とんかつチェーン「松のや」の公式Xアカウントが7月29日に告知した「ママ応援企画」が、投稿の翌日に「夏休み企画」へと内容変更された。
当初は割引クーポンの対象を「15歳以下の子どもと母親」に限っていたが、対象を母親に絞ったことが注目され、疑問視する声が相次ぎ、運営元の松屋フーズホールディングスは「配慮が足りない部分があった」として対象をすべての利用者に広げた。
一方で、投稿には企画の変更を惜しむ声や、運営を擁護する声も多く寄せられている。同社は弁護士ドットコムニュースの取材に、企画の出発点は「物価高のなかでの夏休みの食事の負担」だったと説明した。
●一夜での方針転換
発端は7月29日の投稿。「松のや」公式アカウントは「ママ応援企画その1」として、15歳以下の子どもと母親が使える「お子さまワンコインクーポン」を、続く「その2」ではテイクアウト限定の「惣菜フェアクーポン」を告知した。9月2日までの期間を予定し、「ちなみにパパ応援企画も考え中です」とも添えられていた。

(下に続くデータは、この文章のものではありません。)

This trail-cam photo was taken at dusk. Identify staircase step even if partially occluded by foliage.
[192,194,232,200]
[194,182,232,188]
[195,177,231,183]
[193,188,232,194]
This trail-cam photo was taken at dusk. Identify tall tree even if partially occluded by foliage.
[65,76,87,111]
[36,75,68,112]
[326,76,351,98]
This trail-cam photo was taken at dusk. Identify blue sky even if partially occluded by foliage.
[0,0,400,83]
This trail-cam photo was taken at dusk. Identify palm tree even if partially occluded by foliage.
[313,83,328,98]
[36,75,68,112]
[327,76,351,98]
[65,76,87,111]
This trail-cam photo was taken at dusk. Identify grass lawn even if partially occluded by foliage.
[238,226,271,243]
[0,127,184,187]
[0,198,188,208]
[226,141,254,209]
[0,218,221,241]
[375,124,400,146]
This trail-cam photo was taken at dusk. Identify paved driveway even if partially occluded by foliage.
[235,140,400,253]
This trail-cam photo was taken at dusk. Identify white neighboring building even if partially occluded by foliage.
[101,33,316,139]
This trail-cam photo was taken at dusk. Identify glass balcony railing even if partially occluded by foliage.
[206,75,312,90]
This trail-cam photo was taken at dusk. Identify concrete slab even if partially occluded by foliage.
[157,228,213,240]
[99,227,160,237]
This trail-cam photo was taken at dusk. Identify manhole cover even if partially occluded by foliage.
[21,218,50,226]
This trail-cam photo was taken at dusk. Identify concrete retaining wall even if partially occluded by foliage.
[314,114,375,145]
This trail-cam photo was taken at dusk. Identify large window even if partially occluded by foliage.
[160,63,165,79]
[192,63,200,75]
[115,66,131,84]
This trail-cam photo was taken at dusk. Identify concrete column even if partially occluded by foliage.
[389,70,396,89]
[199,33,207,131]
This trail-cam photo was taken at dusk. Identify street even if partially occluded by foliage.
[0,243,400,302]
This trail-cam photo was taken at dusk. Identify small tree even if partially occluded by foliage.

それらの投稿はいずれも大きく拡散し、さまざまな意見が集まった。
同日中に同アカウントは「【ママ企画のことに関しまして】」と題した投稿で、「皆さまのコメントを読んで、『たしかにその通りだな』と感じました。配慮が足りず、申し訳ありません」と表明。
翌30日、「ママ応援企画」は「夏休み企画」に改められ、対象は「どなたでもご利用できます」となった。あわせて、終了時期を「未定」としたうえで、準備した原料がなくなり次第終了する方針も示された。
●「最初から夏休み企画と書けば」「謝らないでほしい」
投稿に寄せられた声は、批判と擁護の双方にわたる。
当初の告知には「パパ・ママで分けずに最初から夏休み応援企画とだけ書いとけばいいのに」「松屋グループは主夫の方は応援しないという方針で宜しいでしょうか?」といった疑問が並んだ。
「『ご飯の準備はママがするもの』って設定はかなり炎上しやすいネタですよね…」と、企画の前提に触れる指摘もあった。
公式の投稿ではパパ応援企画への言及もあったが、その点は届かないまま、炎上したところもありそうだ。
また、客の属性をどうやって確認すればよいのかといった、店舗のオペレーションを心配する声も目立った。
一方、お詫びの投稿以前から、運営を気づかうコメントが数多く寄せられている。
「謝らないで下さい とんかつをこの値段で食べれるお店は、近隣ではありません」「ママと子供だけに向けたサービス、素敵な企画です」
企画変更そのものを惜しむ声も少なくない。